Israël va perdre l’option de la solution à deux Etats, selon des conseillers US
Pour Dennis Ross et David Makovsky, Israël est proche du point de non-retour avec les Palestiniens, selon l'interview menée par le rédacteur en chef du ToI, David Horovitz
Après l’élection du président américain Donald Trump en 2016, David Makovsky s’est tourné vers son collègue du Washington Institute for Near East Policy, l’ancien ambassadeur Dennis Ross, et a proposé qu’ils fassent à nouveau équipe pour écrire un livre qui intéresserait un public en difficulté.

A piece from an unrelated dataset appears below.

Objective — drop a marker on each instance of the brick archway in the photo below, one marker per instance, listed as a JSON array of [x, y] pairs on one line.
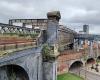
[[11, 72], [76, 65], [90, 61]]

Ross et Makovsky se sont joints au rédacteur en chef fondateur du Times of Israel, David Horovitz, sur scène le 6 janvier à la Bibliothèque nationale d’Israël à Jérusalem pour discuter de leur nouveau livre consacré aux quatre Premiers ministres israéliens les plus influents. Le livre, « Be Strong and of Good Courage : How Israel’s Most Important Leaders Shaped Its Destiny » [Comment les plus importants dirigeants d’Israël ont façonné son destin] examine les décisions prises par quatre Premiers ministres – David Ben Gurion, Menachem Begin, Yitzhak Rabin et Ariel Sharon – et les traits de caractère qui ont influencé ces hommes.
« Je suis allé dans le bureau de Dennis et j’ai dit : ‘Les gens pensent que les problèmes sont trop durs et ils ne se souviennent même pas des leaders du passé’. Alors nous avons pensé, connectons-les à Israël et à ces leaders historiques », a déclaré Makovsky lors de la conférence à la bibliothèque.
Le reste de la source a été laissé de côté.